37, college grad, 2x married, one son, one stepdaughter, four cats, one idiot dog, one very small house and small garden.

Wednesday, June 02, 2004

My Lovely Zoo

We have been told by no less an authority than my husband's idiot ex wife that we have too many pets. Okay...and why does that matter to her? She doesn't live here. As far as I can tell, pets and people all live in harmony here in our tiny house on Dexter street. (With the notable exception of trying to figure out whose turn it is on the Playstation 2. That requires the intervention of the Army National Guard.) That's more than you can say for her house. I haven't seen that much instability since the last time I looked at aerial photos of the San Andreas fault.

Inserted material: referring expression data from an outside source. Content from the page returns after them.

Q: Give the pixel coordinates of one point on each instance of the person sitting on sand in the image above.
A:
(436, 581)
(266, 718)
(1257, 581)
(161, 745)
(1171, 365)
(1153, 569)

One moronic opinion notwithstanding, when I describe our animals to people, or when friends come to visit, every single person is amazed at how well they all get along with each other and with us. That is highly unusual for such a disparate group of mammals. But I've done some reading on the subject and I think I know why we've been so fortunate. We were lucky enough to first acquire what can be called a Bellwether.

In shepherding terms, a bellwether is a sheep who has the ability to make the other animals follow her or fall in line with her wishes. She is the natural leader of a group of mammals that are not related to each other and would not ordinarily have anything to do with each other. Dexter Doright, our three year old male tabby, is our bellwether.

When Dexter found us, we still had my beloved Bonnie dog. But Bonnie was more person than animal, and tolerated Dexter's presence largely by ignoring him. The two of them did NOT interact, save for the one time Dexter tried to 'claim' Bonnie by spraying her and Bonnie bit Dexter's tail. That was the only time they ever 'got it together.' When Sarah Sweetie came along, Dexter immediately claimed her by grooming her obssessively day in and day out for weeks. The two of them were then stuck to each other like glue. They curled up together to sleep, and were rarely out of each other's sight.

Then came my wonderful, gorgeous boy, ZenSunni. He is a black and white male cat roughly the size and shape of a baby killer whale. He was given to us by our vet, after he had been dumped on the vet's doorstep and they needed to find a home for him. At first, Zen and Sarah did not get along. But every time they started to fight, Dexter would calmly walk between them and sit down, breaking up the fight. After a couple of weeks of this, Zen and Sarah decided it wasn't worth the effort and became napping buddies. Dexter was still in charge of baths, but napping was now a group thing.

Then came the huge upheavals of 2002 and 2003.

My husband Bruce, bless his heart, can't stand to see an abandoned animal. So when he saw the black lab/chow puppy that had been found on the side of the road, he immediately called home and gave me the whiny voice. He knows I am powerless against his whiny voice. I can withstand any amount of kid whines, but husband whines are torture. My first instinct is to rush over and stroke his hair and reassure him that of course, he can have what he wants...I'll do anything...yada yada yada. I'm pathetic, really. So he brought the puppy home and Webber Wetherby, who is now about 70 pounds and dumb as a bag of hammers, entered our lives. Amazingly enough, he got along beautifully with the cats, and he and Bonnie ignored each other. (Bonnie and I were still glued together at the hip at this point.)

Then in August of 2003, my Bonnie passed away. I was devastated. This was a dog who had seen me through all the worst trials of my life. She had sat on my lap and licked my tears...she'd followed me everywhere for years...she'd always trusted me to do the right thing by her. And I always tried to live up to her expectations. Then she was gone. It was weeks before I could function properly again. Zen did his best to help; he often tried to drape his massive weight across my chest and purr me back to life. He and I bonded during that time, and we are now 'sympatico,' as they say.

Things went along their merry way, with Dexter in charge of grooming and social interaction, and the rest of us following his lead, until a few months ago, when once again, my darling hubby rescued an endangered animal. This time it was a tiny gray and white tabby cat, who was being tortured by a couple of kids on our street. Bruce stormed across the street and gave the boys what for, taking charge of the frightened little thing.

Now, Webber did not like Archimedes, or Archie as we call him. But Dexter fixed that as well. Whenever Webber would get ready to jump Archie, Dexter would calmly walk between the two of them and stare the dog down. Then he would start grooming Archie as if to say, 'This one is mine, just like all of you.' Quite often when he was done with Archie he would start licking Webber's ears as well. And Dexter never seems to mind when Webber wants to lay his giant head on Dexter's belly for a while. As long as everyone in the house knows who is in charge, Dexter can be quite accomodating.

Yes, multiple pets can be very rewarding...providing you can find the right bellwether. Without that, I'd say you better stock up on bandages and peroxide.